Why you are getting no result at the end
This is no bug in the decoder, it is a bug in your code. You're just assigning another address
to the local pointer s in UnmarshalJSON. Corrected code:
func (s *Somefin) UnmarshalJSON(b []byte) error {
log.Println("Unmarshaling",string(b))
sn := Somefin("~"+string(b)+"~")
*s = sn
return nil
}
Semantics of s = &sn: Assign the address &sn to s. This is similar to s = 42.
Semantics of *s = sn: Copy whatever is sn to the place where s points to.
One requirement for this to work is that s points to a valid memory location and must not be nil.
Example usage of your code (play):
w := &Wat{Somefin: new(Somefin)}
err := json.Unmarshal(b,w)
log.Printf("%#v (%s)
", w, err)
Crucial is the initialization of Wat with a new Somefin so that the pointer s in
UnmarshalJSON is valid (points to the object created with new(Somefin)).
Why you are getting the whole string in UnmarshalJSON
Embedding is not polymorphism. While the method set of the embedded object (in your case
Somefin) is promoted to the outside, this does not mean that the method is now working
on the embedding struct rather than the embedded one.
Small example (play):
type Inner struct { a int }
func (i *Inner) A() int { return i.a }
type Outer struct {
*Inner
a int
}
i := &Inner{}
o := Outer{Inner: i}
fmt.Println("Inner.A():", i.A())
fmt.Println("Outer.A():", o.A())
o.a = 2
fmt.Println("Outer.A():", o.A())
With polymorphism you would expect Outer.A() to return 2 as method A() would operate in
the scope of Outer and not Inner anymore.
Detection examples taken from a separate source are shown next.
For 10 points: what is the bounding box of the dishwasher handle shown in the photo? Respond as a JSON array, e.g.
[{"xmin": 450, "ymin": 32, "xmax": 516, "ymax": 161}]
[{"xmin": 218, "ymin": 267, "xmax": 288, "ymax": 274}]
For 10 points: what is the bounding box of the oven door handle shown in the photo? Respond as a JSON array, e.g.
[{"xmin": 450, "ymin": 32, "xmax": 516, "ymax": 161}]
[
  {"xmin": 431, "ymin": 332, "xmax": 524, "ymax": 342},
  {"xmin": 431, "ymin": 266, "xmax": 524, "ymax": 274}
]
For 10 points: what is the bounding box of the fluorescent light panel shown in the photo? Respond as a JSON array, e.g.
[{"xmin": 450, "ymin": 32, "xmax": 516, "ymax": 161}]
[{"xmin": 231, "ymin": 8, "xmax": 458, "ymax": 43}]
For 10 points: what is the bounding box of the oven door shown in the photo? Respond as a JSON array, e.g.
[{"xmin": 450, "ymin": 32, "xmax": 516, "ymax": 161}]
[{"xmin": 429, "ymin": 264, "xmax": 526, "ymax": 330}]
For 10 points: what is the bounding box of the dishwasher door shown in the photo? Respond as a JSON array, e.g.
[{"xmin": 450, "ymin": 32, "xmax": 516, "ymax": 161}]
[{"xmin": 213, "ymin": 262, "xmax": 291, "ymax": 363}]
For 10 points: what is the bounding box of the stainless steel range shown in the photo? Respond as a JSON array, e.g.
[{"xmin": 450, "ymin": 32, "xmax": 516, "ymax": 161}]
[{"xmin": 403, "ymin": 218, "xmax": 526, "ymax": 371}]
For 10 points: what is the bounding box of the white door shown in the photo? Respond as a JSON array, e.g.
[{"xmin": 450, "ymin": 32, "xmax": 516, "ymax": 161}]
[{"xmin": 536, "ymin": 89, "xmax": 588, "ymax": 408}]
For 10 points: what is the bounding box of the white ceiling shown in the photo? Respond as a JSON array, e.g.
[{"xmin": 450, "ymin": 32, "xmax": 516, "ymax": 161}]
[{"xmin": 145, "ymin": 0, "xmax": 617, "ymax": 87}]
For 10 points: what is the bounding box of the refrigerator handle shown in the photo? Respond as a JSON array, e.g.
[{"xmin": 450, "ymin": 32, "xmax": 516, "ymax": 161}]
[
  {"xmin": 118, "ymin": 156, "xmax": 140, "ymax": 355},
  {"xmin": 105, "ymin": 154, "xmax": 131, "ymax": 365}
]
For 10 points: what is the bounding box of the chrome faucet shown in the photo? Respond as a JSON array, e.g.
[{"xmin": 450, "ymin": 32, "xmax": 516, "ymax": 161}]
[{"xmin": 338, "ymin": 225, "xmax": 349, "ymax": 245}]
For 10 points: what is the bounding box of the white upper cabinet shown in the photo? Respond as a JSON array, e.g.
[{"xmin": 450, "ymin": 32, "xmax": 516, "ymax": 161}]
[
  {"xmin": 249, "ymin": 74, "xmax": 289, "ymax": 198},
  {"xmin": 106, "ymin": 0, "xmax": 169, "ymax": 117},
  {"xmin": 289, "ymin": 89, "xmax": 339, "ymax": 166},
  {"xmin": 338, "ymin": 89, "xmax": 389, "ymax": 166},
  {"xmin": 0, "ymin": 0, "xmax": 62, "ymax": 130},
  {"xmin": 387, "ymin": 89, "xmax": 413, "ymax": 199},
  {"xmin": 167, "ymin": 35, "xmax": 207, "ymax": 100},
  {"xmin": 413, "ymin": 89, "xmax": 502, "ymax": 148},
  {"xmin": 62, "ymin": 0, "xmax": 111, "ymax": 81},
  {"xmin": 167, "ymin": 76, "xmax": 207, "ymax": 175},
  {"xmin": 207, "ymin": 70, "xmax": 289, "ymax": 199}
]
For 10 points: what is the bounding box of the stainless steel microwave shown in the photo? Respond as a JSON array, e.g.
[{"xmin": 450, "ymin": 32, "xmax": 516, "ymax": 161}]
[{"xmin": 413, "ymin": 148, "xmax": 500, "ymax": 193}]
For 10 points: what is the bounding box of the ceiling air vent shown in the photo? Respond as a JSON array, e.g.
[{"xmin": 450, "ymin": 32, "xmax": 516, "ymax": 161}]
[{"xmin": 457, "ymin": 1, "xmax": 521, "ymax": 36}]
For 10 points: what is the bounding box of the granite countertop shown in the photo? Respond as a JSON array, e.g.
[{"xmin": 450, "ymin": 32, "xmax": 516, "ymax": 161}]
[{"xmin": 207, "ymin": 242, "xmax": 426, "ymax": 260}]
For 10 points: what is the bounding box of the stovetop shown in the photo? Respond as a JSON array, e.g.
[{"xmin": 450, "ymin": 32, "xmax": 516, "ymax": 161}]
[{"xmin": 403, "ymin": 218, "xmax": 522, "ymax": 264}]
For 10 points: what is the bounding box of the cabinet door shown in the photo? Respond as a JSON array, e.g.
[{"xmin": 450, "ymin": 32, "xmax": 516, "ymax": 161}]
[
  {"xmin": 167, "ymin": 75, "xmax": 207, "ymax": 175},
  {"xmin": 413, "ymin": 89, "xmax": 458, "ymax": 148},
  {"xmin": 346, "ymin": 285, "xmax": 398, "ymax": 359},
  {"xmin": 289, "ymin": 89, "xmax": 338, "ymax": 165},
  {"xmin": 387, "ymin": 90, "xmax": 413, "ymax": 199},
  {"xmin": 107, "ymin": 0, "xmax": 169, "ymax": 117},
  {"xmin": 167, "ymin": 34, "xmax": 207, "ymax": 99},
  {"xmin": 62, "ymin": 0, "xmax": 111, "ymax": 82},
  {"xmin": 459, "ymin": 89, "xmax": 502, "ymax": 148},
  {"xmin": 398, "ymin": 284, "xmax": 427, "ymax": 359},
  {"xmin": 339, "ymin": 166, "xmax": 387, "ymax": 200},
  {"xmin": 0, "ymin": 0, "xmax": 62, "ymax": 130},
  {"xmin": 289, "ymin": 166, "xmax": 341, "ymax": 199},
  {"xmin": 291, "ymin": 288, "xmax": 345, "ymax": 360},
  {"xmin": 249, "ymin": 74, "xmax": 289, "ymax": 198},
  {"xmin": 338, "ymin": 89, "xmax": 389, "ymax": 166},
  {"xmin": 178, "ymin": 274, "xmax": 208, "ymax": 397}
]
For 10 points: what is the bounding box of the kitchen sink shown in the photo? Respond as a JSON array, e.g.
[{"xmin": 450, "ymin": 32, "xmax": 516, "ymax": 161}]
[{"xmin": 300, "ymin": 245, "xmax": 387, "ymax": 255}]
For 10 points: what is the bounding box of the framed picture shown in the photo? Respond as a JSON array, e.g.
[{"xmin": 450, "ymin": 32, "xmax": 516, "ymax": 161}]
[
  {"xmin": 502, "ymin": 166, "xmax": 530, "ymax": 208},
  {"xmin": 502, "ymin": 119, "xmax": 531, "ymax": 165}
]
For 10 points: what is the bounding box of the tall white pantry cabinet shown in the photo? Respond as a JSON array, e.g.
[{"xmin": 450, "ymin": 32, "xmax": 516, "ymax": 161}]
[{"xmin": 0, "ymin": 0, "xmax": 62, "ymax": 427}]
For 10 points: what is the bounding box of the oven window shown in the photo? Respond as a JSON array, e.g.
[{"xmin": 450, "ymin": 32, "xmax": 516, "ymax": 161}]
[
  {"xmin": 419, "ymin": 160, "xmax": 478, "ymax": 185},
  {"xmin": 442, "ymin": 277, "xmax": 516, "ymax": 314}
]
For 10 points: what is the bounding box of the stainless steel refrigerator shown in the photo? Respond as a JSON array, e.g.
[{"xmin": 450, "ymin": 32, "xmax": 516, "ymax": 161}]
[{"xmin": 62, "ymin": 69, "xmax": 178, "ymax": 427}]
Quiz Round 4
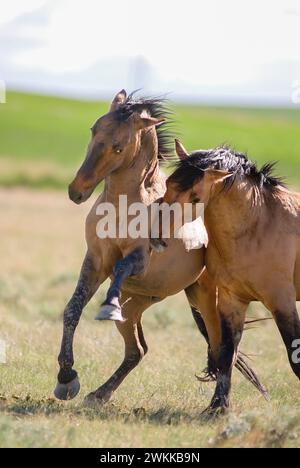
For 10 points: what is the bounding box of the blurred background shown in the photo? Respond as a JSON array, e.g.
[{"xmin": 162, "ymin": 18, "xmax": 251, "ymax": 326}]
[{"xmin": 0, "ymin": 0, "xmax": 300, "ymax": 188}]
With embedding the scope is never changed and
A() will always remain operating on Inner.
The same effect prevents your UnmarshalJSON from seeing the two members A and B as these
are simply not in the scope of Somefin:
- JSON library sees
UnmarshalJSON on Wat because UnmarshalJSON from Somefin gets promoted to the outside
- JSON library cannot find any matching element in
Somefin and delivers the whole input